Prestos y diligentes a encaramarse en el vagón de cola de los lugares comunes de cuya melcocha se nutre el manual de la corrección política, los “neo-jesuitas” (tan lejos de aquellos perseguidos y expulsados de España y sus provincias por Carlos III, “…con trompetas y timbales, por voz de pregonero público…”, incurren ahora en groseros actos de censura. Los educadores, se han vuelto censores.
El cronista Rafael Cué, editor, divulgador de la tauromaquia y cronista taurino, ha denunciado la clausura de una exposición fotográfica en el campus de Santa Fe, con el baladí pretexto del respeto a todas las formas de la vida. Como si una fotografía matara.
“…Hace algunos años –cuenta Cué–, esta casa de estudio recibió en donación por parte de la familia González más de 220 mil negativos fotográficos de un hombre que hoy puede considerarse un cronista de la ciudad desde el punto de vista de la importancia de la fiesta de los toros en México, Carlos González Frey.
“… el estudiante de Historia del Arte de noveno semestre, Hugo Martínez Gómez, dedicó horas de estudio, análisis y curaduría del archivo mencionado, con ilusión e iniciativa, montó una exposición… denominada “Una vida en imágenes, toros y toreros” ya montada, (que) sería inaugurada el 16 de noviembre.
“Cuál fue la sorpresa y desilusión de Hugo al enterarse que la universidad por medio de un mensaje en “X” desde su cuenta @IBERO_mx que cito a continuación: “La IBERO informa que suspendió esta exposición. La Universidad promueve el respeto a todas las formas de vida…”
Nadie sabe hasta ahora a cuál vida se irrespeta con fotografías de hace diez o veinte o más años.

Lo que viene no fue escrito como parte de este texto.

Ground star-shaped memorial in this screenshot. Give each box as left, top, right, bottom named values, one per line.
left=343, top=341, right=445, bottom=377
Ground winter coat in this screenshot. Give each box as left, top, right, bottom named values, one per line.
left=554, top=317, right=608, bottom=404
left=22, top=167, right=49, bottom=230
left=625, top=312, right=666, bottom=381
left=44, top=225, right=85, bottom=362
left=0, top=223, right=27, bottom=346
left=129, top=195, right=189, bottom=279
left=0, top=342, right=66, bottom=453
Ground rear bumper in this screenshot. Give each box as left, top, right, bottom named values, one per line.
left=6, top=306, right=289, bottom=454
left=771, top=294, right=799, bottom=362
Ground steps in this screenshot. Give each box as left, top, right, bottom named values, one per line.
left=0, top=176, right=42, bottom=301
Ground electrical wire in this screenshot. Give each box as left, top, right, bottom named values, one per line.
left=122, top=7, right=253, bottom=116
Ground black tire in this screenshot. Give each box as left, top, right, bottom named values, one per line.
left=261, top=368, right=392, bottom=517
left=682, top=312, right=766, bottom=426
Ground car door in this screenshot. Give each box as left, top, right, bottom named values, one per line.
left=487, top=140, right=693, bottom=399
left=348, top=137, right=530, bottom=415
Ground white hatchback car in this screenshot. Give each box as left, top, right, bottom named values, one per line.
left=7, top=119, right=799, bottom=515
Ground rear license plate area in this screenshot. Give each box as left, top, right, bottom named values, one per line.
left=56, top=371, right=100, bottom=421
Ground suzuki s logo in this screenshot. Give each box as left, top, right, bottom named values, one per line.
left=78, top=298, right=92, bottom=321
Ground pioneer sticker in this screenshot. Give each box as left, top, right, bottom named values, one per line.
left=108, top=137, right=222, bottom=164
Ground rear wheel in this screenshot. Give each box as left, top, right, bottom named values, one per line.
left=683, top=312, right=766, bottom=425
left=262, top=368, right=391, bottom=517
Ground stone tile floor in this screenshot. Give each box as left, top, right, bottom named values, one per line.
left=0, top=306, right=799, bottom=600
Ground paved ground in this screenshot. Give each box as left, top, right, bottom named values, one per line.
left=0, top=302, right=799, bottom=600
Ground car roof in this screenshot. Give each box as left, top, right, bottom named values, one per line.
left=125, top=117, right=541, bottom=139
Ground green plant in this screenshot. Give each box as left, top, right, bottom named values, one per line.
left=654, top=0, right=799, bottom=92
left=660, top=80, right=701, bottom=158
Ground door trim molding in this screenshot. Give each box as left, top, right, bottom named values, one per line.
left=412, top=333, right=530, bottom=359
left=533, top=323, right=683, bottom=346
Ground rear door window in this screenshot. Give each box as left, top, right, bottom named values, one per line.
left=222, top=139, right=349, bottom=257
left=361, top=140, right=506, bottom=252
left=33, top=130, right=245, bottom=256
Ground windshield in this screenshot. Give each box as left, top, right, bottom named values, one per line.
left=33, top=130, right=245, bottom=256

Una muestra –por ejemplo, de la Cristiada y sus muertos o de los jesuitas Javier y Joaquín asesinados en la Tarahumara –, ¿también sería clausurada so pretexto del respeto a la vida?
Vaya pequeñez de argumentación.
Resulta extraño el arribismo de estos modernos jesuitas, tan lejos de aquel Pedro Arrupe (lo conocí en Roma), cuyo respeto por la vida se probó con los heridos por la explosión nuclear en Japón. Cierren el Museo de Hiroshima; expone la muerte.
Pero más allá de todo esto, abruma y desilusiona la superficialidad de quienes simulan ignorar la parte histórica y cultural de la fiesta. Nadie les pide torear en Santa Fe. Pero desdeñar y censurar una herencia cultural, previa hasta del culto guadalupano con su secuela hasta el siglo XXI, resulta repugnante.
Yo estudié antropología en esa Universidad y ahí aprendí el valor social de los mitos y los ritos. La Ibero olvidó.
La fiesta de toros va en camino de extinción, es cierto. Pero una cosa es el espectáculo actual y otra su documentación, su huella histórica. Y de eso trataba la muestra censurada. El censor niega la libertad de los demás por temor; no por autoridad. Mucho menos por superioridad.
El censor (frustrado con poder de frustrar a otros), reflexiona: No pienses si no piensas como yo; no sepas si yo no lo autorizo; no veas si yo me niego a mirar.
¿Esa es la identidad ignaciana del rector Arriaga en su informe cuando dijo:
“…cuando hablamos de fortalecer la identidad ignaciana nos referimos a construir puentes y ampliar los horizontes de encuentro…” Vaya.
Olvidan los neo jesuitas la presencia de un capellán en cada plaza de toros (Roberto González de la Monumental de México, por ejemplo). Se olvidan de las obras eclesiásticas –iglesias, capillas– construidas con la sangre de los toros –y también de los toreros– en innumerables pueblos y el arte de costura y bordado de imágenes religiosas en los capotes de lujo.
Olvidaron al arzobispo Luis María Martínez (1946), quien, hisopo en mano, bendijo el ruedo y la Plaza México.